The corridors of power ...
Melanie Johnson, competition minister at the DTI, is rapidly showing herself to be one of the sharpest non-cabinet members in the government.
Melanie Johnson, competition minister at the DTI, is rapidly showing herself to be one of the sharpest non-cabinet members in the government.
Her performance in Brussels last week, when she held key talks with Harvey Pitt, chairman of the US Securities and Exchange Commission over the contentious legislation rushed through after Enron, is known to have impressed the prime minister.
Pitt was in Brussels to listen to deep-seated worries about the so-called Sarbanes-Oxley Act which threatens to bind foreign firms and companies to US laws.

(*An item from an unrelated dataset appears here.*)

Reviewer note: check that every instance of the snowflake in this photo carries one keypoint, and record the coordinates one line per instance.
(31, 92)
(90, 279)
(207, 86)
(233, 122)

It is accepted in Downing Street that Johnson’s intervention played a not inconsiderable part in the outcome which, at the least, is the possibility of a compromise.
European companies using the US capital markets are looking for exemption from these new laws which are considered heavy-handed and stretch beyond the shores of the United States to affect such foreign companies.
Pitt stressed that scandals and corporate governance are not simply US problems and that was why the new laws had been framed in the way they had.
But Johnson was quick to point out that the US laws were not appropriate in the UK where she claimed corporate regulation was markedly different from the US.
After the meeting Pitt told his colleagues that she had gone a considerable way to convincing him that UK practice was more robust than that of his own country.
Johnson was candid enough to admit, however, that it was not impossible for an Enron-type collapse in this country.
But it was partly her candour and partly her comprehensive exposition of UK rules which may have driven Pitt to consider exempting areas of Europe from this new legislation.